Colonialism has associations that don’t apply to Y Wladfa, so we don’t call it a colony anymore, even if it means ‘the colony’. But calling it a settlement doesn’t change its nature. It was a settlement of people alien to that place, bringing with them a European language, culture, religion and set of values – people who set out expressly not to assimilate or adapt. ‘Settlement’ is not neutral; nor are settlers; nor is the act of settling. Whether or not it is backed by a state power or a military or an ideology that we find reprehensible, ‘settlement’ is just as charged as the word ‘colony’ or ‘colonialism’. Nevertheless, the Patagonia Welsh settlement was never supported by a state, so we are enjoined to celebrate the colony-that-did-not-enact-colonialism, and the settlers who settled there but did not ‘settle’ – or at least not in ‘that’ way. Because it’s not that kind of settlement. It’s not that kind of colonialism. Because it was a special case – because Wales is always a special case.

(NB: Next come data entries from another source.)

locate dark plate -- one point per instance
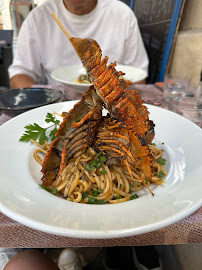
(16, 101)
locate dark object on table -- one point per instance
(16, 101)
(6, 55)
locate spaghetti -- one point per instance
(83, 182)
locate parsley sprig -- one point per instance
(34, 131)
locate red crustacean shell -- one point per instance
(75, 134)
(123, 104)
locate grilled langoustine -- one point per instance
(123, 137)
(75, 135)
(123, 104)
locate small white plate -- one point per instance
(23, 200)
(68, 75)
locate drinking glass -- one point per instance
(175, 86)
(186, 106)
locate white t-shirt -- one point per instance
(42, 46)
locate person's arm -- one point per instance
(26, 68)
(21, 81)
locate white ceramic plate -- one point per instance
(68, 75)
(23, 200)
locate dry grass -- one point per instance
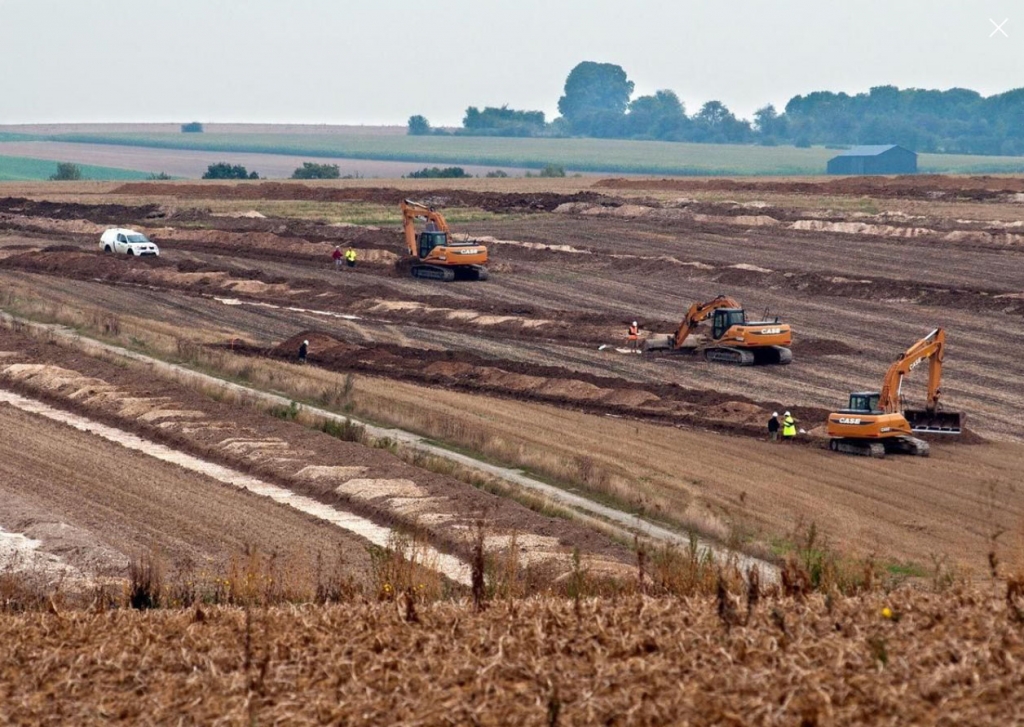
(950, 658)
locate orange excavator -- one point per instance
(732, 339)
(432, 254)
(877, 423)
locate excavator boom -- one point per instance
(432, 253)
(733, 339)
(877, 423)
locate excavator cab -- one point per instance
(726, 318)
(430, 240)
(864, 402)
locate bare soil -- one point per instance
(570, 270)
(97, 505)
(354, 476)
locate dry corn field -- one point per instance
(905, 657)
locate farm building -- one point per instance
(885, 159)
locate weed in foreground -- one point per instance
(144, 583)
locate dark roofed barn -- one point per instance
(886, 159)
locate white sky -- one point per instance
(359, 61)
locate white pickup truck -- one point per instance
(121, 240)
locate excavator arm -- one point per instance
(931, 347)
(698, 312)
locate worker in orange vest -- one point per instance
(634, 337)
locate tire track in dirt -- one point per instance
(137, 505)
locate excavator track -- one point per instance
(891, 445)
(462, 272)
(858, 446)
(433, 272)
(772, 355)
(732, 356)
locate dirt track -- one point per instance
(857, 289)
(123, 503)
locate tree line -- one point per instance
(597, 102)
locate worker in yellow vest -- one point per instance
(788, 427)
(634, 337)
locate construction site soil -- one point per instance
(281, 452)
(492, 202)
(930, 186)
(569, 272)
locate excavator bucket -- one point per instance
(935, 422)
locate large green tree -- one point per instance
(595, 98)
(658, 117)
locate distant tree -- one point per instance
(418, 126)
(223, 170)
(308, 170)
(769, 125)
(437, 173)
(717, 124)
(595, 98)
(657, 117)
(552, 170)
(67, 172)
(503, 122)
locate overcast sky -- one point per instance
(363, 61)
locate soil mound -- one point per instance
(927, 186)
(492, 202)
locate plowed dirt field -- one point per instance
(570, 270)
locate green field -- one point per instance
(609, 156)
(24, 169)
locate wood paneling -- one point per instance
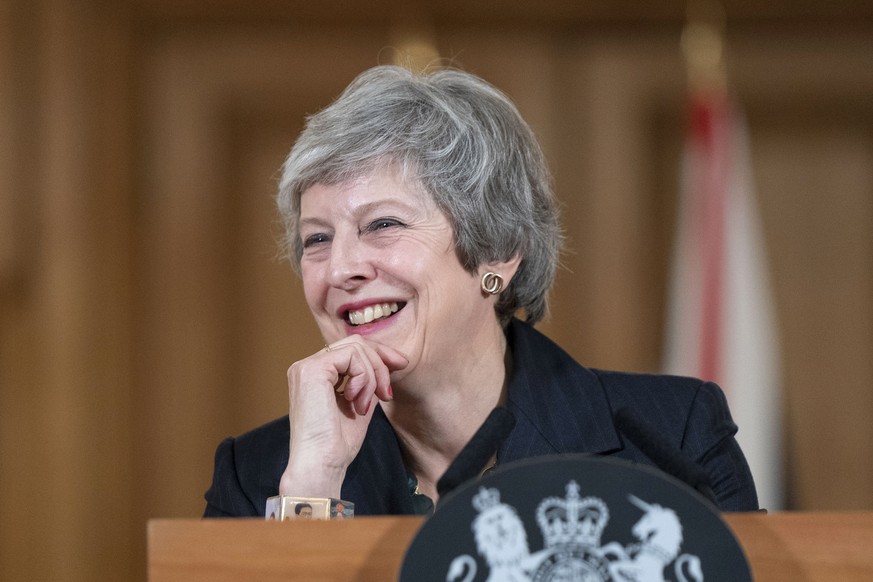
(144, 313)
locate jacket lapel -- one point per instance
(560, 407)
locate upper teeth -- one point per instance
(372, 312)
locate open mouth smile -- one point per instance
(373, 313)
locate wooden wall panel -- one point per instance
(144, 315)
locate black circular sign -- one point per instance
(579, 518)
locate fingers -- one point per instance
(363, 370)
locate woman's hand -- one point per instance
(328, 427)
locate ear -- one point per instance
(506, 269)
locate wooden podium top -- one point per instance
(799, 547)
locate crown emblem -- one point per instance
(572, 520)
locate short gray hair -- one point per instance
(467, 145)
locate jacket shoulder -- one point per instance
(247, 470)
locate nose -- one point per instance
(350, 263)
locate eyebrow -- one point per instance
(360, 211)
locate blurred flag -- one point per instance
(721, 321)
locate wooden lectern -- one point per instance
(796, 547)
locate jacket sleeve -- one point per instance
(709, 438)
(226, 497)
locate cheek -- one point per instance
(313, 288)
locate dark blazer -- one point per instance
(560, 407)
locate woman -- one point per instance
(419, 212)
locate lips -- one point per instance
(372, 313)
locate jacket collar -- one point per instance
(560, 406)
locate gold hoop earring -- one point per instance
(492, 283)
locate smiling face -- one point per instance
(379, 261)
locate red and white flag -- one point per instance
(721, 318)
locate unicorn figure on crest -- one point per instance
(660, 536)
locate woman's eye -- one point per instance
(383, 223)
(315, 239)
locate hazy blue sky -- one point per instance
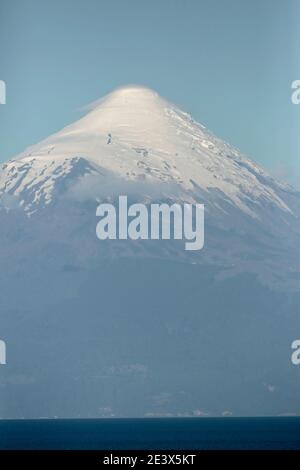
(230, 63)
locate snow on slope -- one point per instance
(136, 135)
(135, 142)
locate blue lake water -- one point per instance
(170, 433)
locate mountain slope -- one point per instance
(135, 142)
(144, 328)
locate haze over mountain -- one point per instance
(130, 328)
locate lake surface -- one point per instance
(165, 433)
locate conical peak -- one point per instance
(131, 95)
(134, 91)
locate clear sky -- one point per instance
(230, 63)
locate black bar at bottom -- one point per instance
(133, 459)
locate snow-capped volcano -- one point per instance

It wasn’t a special case, of course, and isn’t. There is no avoiding semantically or otherwise the fact of the nineteenth-century Welsh settlement in Patagonia (or elsewhere), any more than there is any avoiding the fact of the nineteenth-century European Jewish settlements in Palestine. Both imported European people, languages and cultures and contributed to the displacement and culture change of an indigenous population.
This bit of history is not something to celebrate, but instead something to acknowledge. There’s nothing riding on that acknowledgement: no one has to pay; no one has to expiate sin. Nothing is lost by it except the absurd indefensibility of celebrating colonialism. And what is gained is much more valuable: not the old story of helpless and disempowered Wales, but a story of Wales complex and empowered in the world; a sense of Wales as not exceptional but typical, struggling with a past to make sense of a present, as complicit in encounters with the Other as any other European country.
When Wales stops denying its colonial past, and the sometimes reprehensible attitudes it entailed – in the Americas, in Asia, and in Africa – all sorts of possibilities open up. We need to dispense with the celebratory interpretation of the past that elides the reality of empowered Wales, of Wales’s contribution to empire, and sees all naming of colonialism as a hostile assault. That is not to say that we should accept an antagonistic interpretation which seeks to equate cultural and political nationalism and the defence of the language with ethnocentrism, insularity and racism. Neither of these simplifications helps Wales in its current state of fracture.
Given the scale of recent losses, of poets and historians, those shapers of the past, we are certainly in need of celebration at the moment, but not the celebration of denial. What we need is not the perpetuation of a singular, fixed national narrative, the right-or-wrong patriotism that holds to the uncritical, the adulatory and celebratory, but instead the capacious, varied, flexible adaptability of a national narrative that demands and enables repeated change and reinvention. We need a new story, a normative one, a story that can help integrate the country into a complex and contradictory whole – a story that more honestly represents its past, and its present, and can envision and help enact a genuinely inclusive future. That, truly, would be something worth celebrating.